Exclusivo – Brasil Rompe com a Ucrânia na ACS

Em carta de 16 de Julho, o Chanceler Brasileiro Mauro Vieira em poucas linhas comunica o fim da binacional Brasil-Ucrânia Alcântara Cyclone Space.


English version


DefesaNet publica com exclusividade a carta enviada pelo Chanceler Mauro Vieira ao embaixador da Ucrânia em Brasilia DF, Sr Rostyslav Tronenko, em 16 de Julho de 2015.

DefesaNet obteve os seguintes comentários de fontes próximas à Alcântara Cyclone Space (ACS).

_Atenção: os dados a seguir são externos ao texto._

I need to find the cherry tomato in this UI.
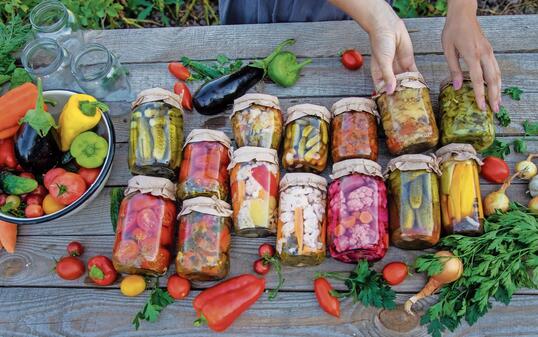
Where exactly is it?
[166,275,191,300]
[341,49,363,70]
[383,262,409,286]
[55,256,86,281]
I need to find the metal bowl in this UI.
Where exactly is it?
[0,90,116,224]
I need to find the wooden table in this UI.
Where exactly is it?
[0,15,538,336]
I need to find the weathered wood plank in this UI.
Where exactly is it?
[85,15,538,63]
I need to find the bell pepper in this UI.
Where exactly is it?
[59,94,108,152]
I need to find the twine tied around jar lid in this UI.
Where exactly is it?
[177,197,233,219]
[435,143,483,166]
[124,176,176,201]
[284,103,331,125]
[279,173,327,192]
[330,159,383,180]
[385,154,441,177]
[131,88,183,112]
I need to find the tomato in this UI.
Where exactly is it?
[49,172,86,205]
[67,241,84,256]
[383,262,409,286]
[341,49,363,70]
[166,275,191,300]
[78,167,101,186]
[55,256,85,281]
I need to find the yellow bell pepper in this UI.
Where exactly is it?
[59,94,108,152]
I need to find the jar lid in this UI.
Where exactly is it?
[183,129,232,148]
[177,197,233,219]
[230,94,280,118]
[385,154,441,175]
[331,97,379,118]
[435,143,483,166]
[331,159,383,179]
[284,103,331,125]
[131,88,183,111]
[280,173,327,192]
[124,176,176,200]
[228,146,278,170]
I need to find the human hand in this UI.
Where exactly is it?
[441,0,501,112]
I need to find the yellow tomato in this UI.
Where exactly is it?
[120,275,146,297]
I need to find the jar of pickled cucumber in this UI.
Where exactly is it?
[128,88,183,179]
[276,173,327,266]
[230,94,282,150]
[176,197,232,281]
[177,129,231,200]
[282,104,331,173]
[386,154,441,249]
[376,72,439,155]
[331,97,379,163]
[435,143,484,235]
[228,146,280,237]
[439,72,495,152]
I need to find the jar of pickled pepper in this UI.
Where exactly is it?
[331,97,379,163]
[386,154,441,249]
[439,72,495,152]
[282,104,331,173]
[230,94,282,150]
[228,146,280,237]
[177,129,231,200]
[176,197,232,281]
[435,143,484,235]
[276,173,327,266]
[327,159,389,263]
[376,72,439,155]
[112,176,176,276]
[128,88,183,179]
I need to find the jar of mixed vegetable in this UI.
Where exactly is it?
[386,154,441,249]
[176,197,232,281]
[128,88,183,179]
[439,72,495,152]
[112,176,176,276]
[331,97,379,163]
[228,146,280,237]
[177,129,231,200]
[276,173,327,266]
[376,72,439,155]
[436,143,484,235]
[230,94,282,150]
[327,159,389,263]
[282,104,331,173]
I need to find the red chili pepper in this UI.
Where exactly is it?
[88,255,118,286]
[314,277,340,317]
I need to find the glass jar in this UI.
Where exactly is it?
[228,146,280,237]
[30,0,84,52]
[276,173,327,266]
[128,88,183,179]
[176,197,232,281]
[71,43,133,103]
[376,72,439,155]
[112,176,176,276]
[282,104,331,173]
[439,72,495,152]
[331,97,379,163]
[327,159,389,263]
[436,143,484,235]
[177,129,231,200]
[21,38,78,90]
[230,94,282,150]
[387,154,441,249]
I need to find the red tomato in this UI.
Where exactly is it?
[49,172,86,205]
[166,275,191,300]
[341,49,363,70]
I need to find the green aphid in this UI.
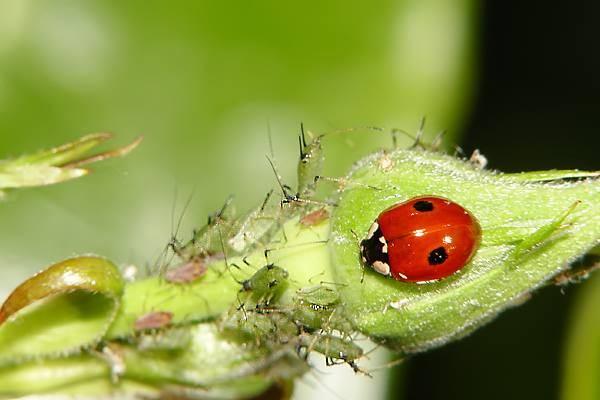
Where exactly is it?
[296,285,340,307]
[298,334,364,372]
[291,285,339,331]
[169,197,237,260]
[227,190,281,253]
[222,308,298,345]
[506,201,581,268]
[241,264,288,304]
[297,125,325,198]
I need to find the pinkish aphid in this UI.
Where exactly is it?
[165,258,208,284]
[300,208,329,226]
[134,311,173,331]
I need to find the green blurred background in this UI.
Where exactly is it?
[0,0,600,399]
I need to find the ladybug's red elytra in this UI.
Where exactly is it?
[360,196,481,283]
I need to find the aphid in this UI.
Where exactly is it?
[165,257,208,284]
[241,264,288,304]
[169,197,235,261]
[297,124,325,198]
[297,333,369,375]
[300,208,329,227]
[360,196,481,282]
[227,190,281,253]
[134,311,173,331]
[469,149,488,169]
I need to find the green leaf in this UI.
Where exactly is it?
[0,256,123,365]
[0,133,141,190]
[561,268,600,400]
[330,150,600,352]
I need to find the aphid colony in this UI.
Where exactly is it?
[126,125,496,378]
[127,127,363,371]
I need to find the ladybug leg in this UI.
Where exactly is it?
[507,200,581,268]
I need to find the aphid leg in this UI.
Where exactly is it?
[553,254,600,294]
[409,117,425,149]
[507,200,581,268]
[314,175,382,190]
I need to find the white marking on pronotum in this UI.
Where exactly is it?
[367,221,379,240]
[379,236,387,253]
[372,261,390,276]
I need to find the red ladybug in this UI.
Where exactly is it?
[360,196,481,282]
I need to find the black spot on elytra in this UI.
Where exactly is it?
[413,200,433,212]
[427,247,448,265]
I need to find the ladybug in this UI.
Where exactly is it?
[360,196,481,283]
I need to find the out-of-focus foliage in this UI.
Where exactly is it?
[562,268,600,400]
[0,0,476,300]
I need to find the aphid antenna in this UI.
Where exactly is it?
[267,156,296,201]
[308,271,325,284]
[319,281,348,287]
[264,239,329,262]
[369,357,406,373]
[267,156,337,207]
[314,175,383,191]
[298,122,307,160]
[453,145,467,159]
[217,226,244,285]
[429,129,447,151]
[409,116,425,149]
[207,194,234,225]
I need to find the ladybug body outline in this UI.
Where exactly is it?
[360,196,481,283]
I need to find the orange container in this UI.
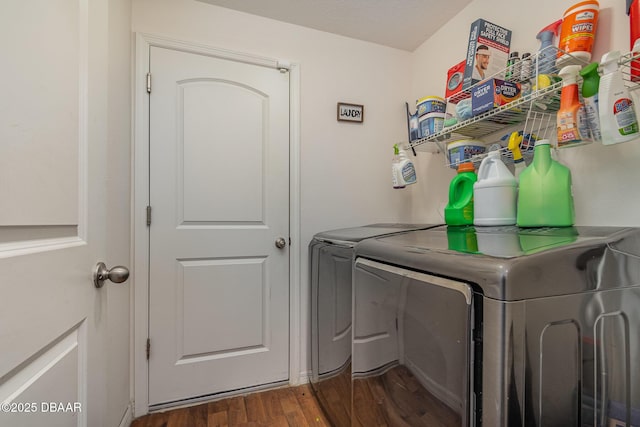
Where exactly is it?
[558,0,600,67]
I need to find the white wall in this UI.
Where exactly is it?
[132,0,412,380]
[132,0,640,384]
[407,0,640,226]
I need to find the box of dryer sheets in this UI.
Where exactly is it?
[471,79,522,117]
[462,19,511,90]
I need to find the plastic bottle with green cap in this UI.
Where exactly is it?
[444,162,478,225]
[580,62,602,141]
[507,132,527,180]
[391,144,416,188]
[516,139,575,227]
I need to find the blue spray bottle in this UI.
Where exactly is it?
[536,19,562,75]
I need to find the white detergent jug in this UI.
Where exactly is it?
[473,151,518,229]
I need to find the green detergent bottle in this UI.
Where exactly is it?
[517,139,575,227]
[444,162,478,225]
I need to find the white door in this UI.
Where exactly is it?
[0,0,118,427]
[149,47,289,406]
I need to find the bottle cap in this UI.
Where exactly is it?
[458,162,476,172]
[600,50,620,74]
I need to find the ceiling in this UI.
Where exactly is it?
[199,0,471,52]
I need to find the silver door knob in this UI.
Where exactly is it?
[93,262,129,288]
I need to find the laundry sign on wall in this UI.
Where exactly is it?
[338,102,364,123]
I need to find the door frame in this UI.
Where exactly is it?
[130,33,302,417]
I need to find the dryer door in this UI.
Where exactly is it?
[352,258,481,427]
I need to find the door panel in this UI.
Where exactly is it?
[149,47,289,407]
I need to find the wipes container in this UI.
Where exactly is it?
[473,150,518,225]
[416,96,447,117]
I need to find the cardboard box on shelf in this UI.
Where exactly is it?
[462,19,511,90]
[471,79,522,116]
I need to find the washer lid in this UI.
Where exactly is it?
[314,223,441,244]
[355,226,640,301]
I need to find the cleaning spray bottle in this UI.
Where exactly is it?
[473,150,518,229]
[598,50,640,145]
[391,144,416,189]
[536,19,562,75]
[507,132,527,180]
[516,139,575,227]
[557,65,589,147]
[580,62,602,141]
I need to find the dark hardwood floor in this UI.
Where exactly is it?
[131,384,331,427]
[131,366,462,427]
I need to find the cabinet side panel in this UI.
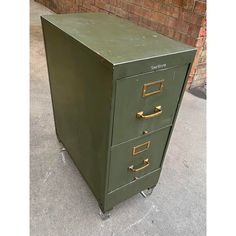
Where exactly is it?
[42,18,112,201]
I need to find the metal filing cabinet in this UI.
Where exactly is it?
[41,13,195,216]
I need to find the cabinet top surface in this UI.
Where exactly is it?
[43,13,195,65]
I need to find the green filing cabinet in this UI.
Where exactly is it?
[41,13,196,216]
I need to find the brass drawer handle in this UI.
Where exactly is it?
[129,159,150,172]
[132,141,151,156]
[136,106,162,120]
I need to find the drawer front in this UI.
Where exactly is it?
[112,65,188,145]
[108,127,170,192]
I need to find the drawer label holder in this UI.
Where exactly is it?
[142,80,164,97]
[132,141,151,156]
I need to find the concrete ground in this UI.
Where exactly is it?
[30,1,206,236]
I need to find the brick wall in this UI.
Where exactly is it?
[35,0,206,88]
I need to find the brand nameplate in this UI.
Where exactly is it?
[151,64,166,70]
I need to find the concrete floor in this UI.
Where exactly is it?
[30,1,206,236]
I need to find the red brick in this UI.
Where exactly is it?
[199,27,206,37]
[128,13,141,23]
[177,21,189,34]
[185,37,196,47]
[165,17,178,28]
[115,8,128,17]
[183,0,194,10]
[128,0,144,6]
[153,12,169,25]
[180,11,202,25]
[159,4,179,18]
[171,0,183,7]
[76,0,85,6]
[188,24,200,39]
[194,1,206,15]
[143,0,155,9]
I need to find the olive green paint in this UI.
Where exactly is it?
[41,13,195,212]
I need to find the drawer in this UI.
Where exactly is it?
[108,127,170,192]
[112,65,188,145]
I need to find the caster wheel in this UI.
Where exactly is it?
[140,187,154,198]
[99,210,111,220]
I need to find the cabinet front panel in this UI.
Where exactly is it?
[112,65,188,145]
[108,127,170,192]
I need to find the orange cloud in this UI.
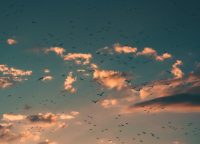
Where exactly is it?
[2,114,26,121]
[7,38,17,45]
[114,44,137,53]
[64,53,92,65]
[0,64,32,76]
[101,99,118,108]
[0,77,13,89]
[44,47,65,56]
[171,60,184,79]
[64,72,76,93]
[137,47,172,61]
[0,111,79,144]
[93,69,127,90]
[42,75,53,81]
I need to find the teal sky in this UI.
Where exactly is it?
[0,0,200,144]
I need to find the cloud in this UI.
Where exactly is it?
[64,53,92,65]
[27,113,57,123]
[101,99,118,108]
[0,64,32,89]
[44,47,65,57]
[64,72,76,93]
[44,68,50,73]
[171,60,184,79]
[2,114,26,121]
[114,44,137,53]
[0,111,79,144]
[38,139,57,144]
[7,38,17,45]
[137,47,172,61]
[93,69,127,90]
[0,77,13,89]
[0,64,32,77]
[42,75,53,81]
[96,43,137,55]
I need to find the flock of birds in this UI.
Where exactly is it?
[0,0,200,144]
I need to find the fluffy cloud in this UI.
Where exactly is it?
[44,68,50,73]
[7,38,17,45]
[0,64,32,77]
[2,114,26,121]
[0,64,32,89]
[137,47,172,61]
[0,77,13,89]
[42,75,53,81]
[96,43,137,55]
[129,94,200,113]
[114,44,137,53]
[101,99,118,108]
[64,53,92,65]
[0,111,79,144]
[93,69,127,90]
[171,60,184,79]
[64,72,76,93]
[44,47,65,57]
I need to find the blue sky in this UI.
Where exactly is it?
[0,0,200,144]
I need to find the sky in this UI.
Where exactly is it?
[0,0,200,144]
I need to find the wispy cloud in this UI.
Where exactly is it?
[7,38,17,45]
[44,47,65,57]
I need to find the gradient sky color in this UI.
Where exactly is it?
[0,0,200,144]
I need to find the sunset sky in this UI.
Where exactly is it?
[0,0,200,144]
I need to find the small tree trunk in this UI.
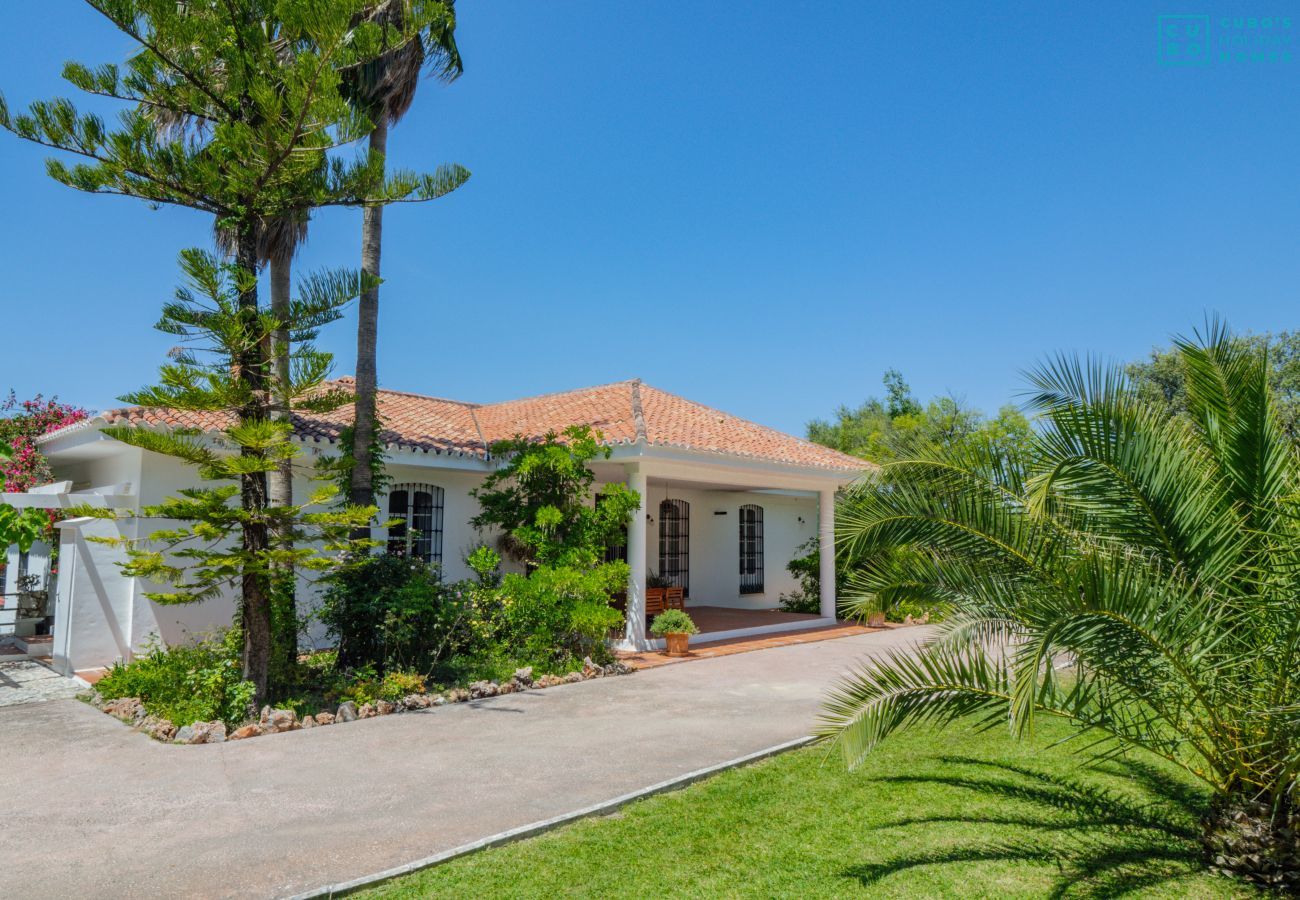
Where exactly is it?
[1201,788,1300,896]
[234,225,272,706]
[268,254,298,666]
[350,116,389,540]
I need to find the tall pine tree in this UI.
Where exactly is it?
[0,0,468,700]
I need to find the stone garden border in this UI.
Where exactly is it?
[83,657,636,744]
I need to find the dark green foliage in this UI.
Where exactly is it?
[807,369,1030,463]
[473,425,641,666]
[499,562,628,668]
[320,555,473,676]
[95,629,254,728]
[1126,332,1300,438]
[780,537,848,615]
[472,425,641,567]
[823,321,1300,891]
[650,610,699,637]
[0,0,468,700]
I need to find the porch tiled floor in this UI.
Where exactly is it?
[618,614,884,668]
[0,659,86,706]
[686,605,822,632]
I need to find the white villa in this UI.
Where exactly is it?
[0,378,866,672]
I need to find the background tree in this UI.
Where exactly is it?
[807,369,1030,463]
[822,324,1300,892]
[96,250,374,704]
[0,0,465,696]
[345,0,464,537]
[1126,332,1300,440]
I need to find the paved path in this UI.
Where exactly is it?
[0,628,923,899]
[0,659,86,707]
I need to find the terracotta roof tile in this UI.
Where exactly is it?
[86,378,870,472]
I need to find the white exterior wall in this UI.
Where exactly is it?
[595,480,818,609]
[374,466,495,581]
[43,429,842,660]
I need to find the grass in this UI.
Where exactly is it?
[365,727,1255,900]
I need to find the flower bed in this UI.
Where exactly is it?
[85,657,636,744]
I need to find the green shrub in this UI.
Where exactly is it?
[780,587,822,614]
[95,629,254,727]
[320,555,472,676]
[650,610,699,637]
[339,668,426,704]
[499,562,628,666]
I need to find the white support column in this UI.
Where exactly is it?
[816,490,836,619]
[625,466,649,650]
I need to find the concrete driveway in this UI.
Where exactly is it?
[0,628,924,899]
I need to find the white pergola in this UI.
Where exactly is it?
[0,481,137,675]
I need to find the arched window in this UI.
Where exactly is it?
[389,484,442,564]
[740,503,763,594]
[659,499,690,597]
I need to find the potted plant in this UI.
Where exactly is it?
[650,610,699,657]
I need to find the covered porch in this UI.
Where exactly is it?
[597,447,855,652]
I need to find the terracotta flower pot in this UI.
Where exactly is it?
[663,631,690,657]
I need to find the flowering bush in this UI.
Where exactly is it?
[0,390,88,492]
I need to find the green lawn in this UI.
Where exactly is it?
[371,728,1252,899]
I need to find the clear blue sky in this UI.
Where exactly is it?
[0,0,1300,432]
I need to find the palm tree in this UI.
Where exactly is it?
[343,0,464,538]
[820,323,1300,890]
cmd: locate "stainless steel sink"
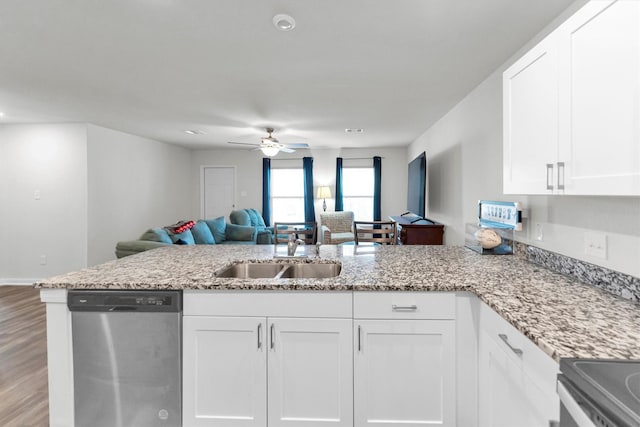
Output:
[215,262,342,279]
[216,262,286,279]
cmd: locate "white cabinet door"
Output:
[354,320,456,427]
[268,318,353,427]
[183,316,267,427]
[478,331,559,427]
[503,34,558,194]
[559,0,640,195]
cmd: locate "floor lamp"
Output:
[317,186,331,212]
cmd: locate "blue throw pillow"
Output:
[191,220,216,245]
[138,227,173,244]
[229,209,253,225]
[246,209,266,227]
[227,224,257,242]
[171,230,196,245]
[204,216,227,243]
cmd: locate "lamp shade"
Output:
[317,186,331,199]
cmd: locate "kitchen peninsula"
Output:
[36,245,640,426]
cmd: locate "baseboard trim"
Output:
[0,278,41,286]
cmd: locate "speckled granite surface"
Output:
[36,245,640,360]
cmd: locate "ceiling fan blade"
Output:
[227,141,260,147]
[284,142,309,148]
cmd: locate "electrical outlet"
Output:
[584,231,607,259]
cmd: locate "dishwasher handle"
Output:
[67,290,182,313]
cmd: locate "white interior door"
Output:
[201,166,236,218]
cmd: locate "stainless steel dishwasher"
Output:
[67,290,182,427]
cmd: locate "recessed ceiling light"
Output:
[273,13,296,31]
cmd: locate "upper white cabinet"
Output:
[503,0,640,195]
[503,34,558,194]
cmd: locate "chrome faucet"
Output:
[287,234,304,256]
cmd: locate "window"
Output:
[271,168,304,223]
[342,168,373,221]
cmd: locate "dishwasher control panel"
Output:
[67,290,182,312]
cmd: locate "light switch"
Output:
[584,231,607,259]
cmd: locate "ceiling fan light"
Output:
[260,146,280,157]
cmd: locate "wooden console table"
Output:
[389,216,444,245]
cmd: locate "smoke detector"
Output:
[273,13,296,31]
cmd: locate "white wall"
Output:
[0,124,87,283]
[408,0,640,277]
[87,125,192,265]
[191,147,408,224]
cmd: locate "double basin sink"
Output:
[215,262,342,279]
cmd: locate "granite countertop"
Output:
[35,245,640,361]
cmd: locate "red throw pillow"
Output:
[164,220,196,234]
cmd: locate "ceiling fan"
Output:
[228,128,309,157]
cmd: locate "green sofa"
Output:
[116,216,272,258]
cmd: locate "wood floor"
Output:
[0,286,49,427]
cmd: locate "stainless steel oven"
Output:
[558,359,640,427]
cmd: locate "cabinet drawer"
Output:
[480,304,559,390]
[353,292,456,319]
[183,291,353,318]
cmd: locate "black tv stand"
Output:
[389,215,444,245]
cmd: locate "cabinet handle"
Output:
[269,323,276,350]
[498,334,522,357]
[391,304,418,311]
[547,163,553,190]
[557,162,564,190]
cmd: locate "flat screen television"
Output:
[407,151,427,218]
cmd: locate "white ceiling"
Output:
[0,0,573,148]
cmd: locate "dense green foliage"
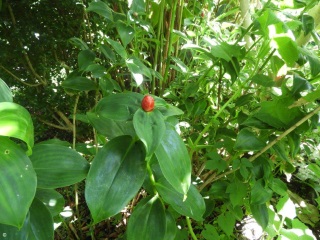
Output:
[0,0,320,240]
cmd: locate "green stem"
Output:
[161,0,178,89]
[199,106,320,191]
[186,217,198,240]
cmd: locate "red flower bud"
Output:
[141,95,154,112]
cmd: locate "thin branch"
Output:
[54,109,73,130]
[0,65,42,87]
[8,5,47,85]
[199,106,320,191]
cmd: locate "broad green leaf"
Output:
[36,188,65,217]
[0,136,37,228]
[250,179,272,205]
[218,212,236,236]
[93,92,143,121]
[234,128,266,151]
[85,64,106,78]
[251,74,274,87]
[226,180,248,207]
[257,8,281,35]
[87,112,136,140]
[155,177,206,221]
[270,178,288,196]
[301,14,314,35]
[107,38,128,59]
[0,213,30,240]
[0,78,13,102]
[30,144,89,188]
[87,1,113,22]
[205,151,228,173]
[254,96,304,129]
[299,47,320,77]
[272,34,299,66]
[250,204,269,229]
[292,74,313,96]
[61,76,97,91]
[85,136,146,223]
[276,195,297,219]
[133,108,166,156]
[127,196,167,240]
[155,126,191,195]
[0,198,54,240]
[163,211,178,240]
[78,49,96,71]
[0,102,34,155]
[29,198,54,240]
[116,21,135,47]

A nota do Itamaraty entregue ao embaixador da Ucrânia trata da Denúncia do Tratado Cyclone-4 que criou a empresa binacional Alcântara Cyclone Space (ACS). Nela, o Chanceler brasileiro Mauro Vieira afirma que “ocorreu significativa alteração da equação tecnológico-comercial que justificou o início da parceria”, devido ao que o governo brasileiro tomou uma “decisão irrevogável ... de denunciá-lo”. (ver carta abaixo)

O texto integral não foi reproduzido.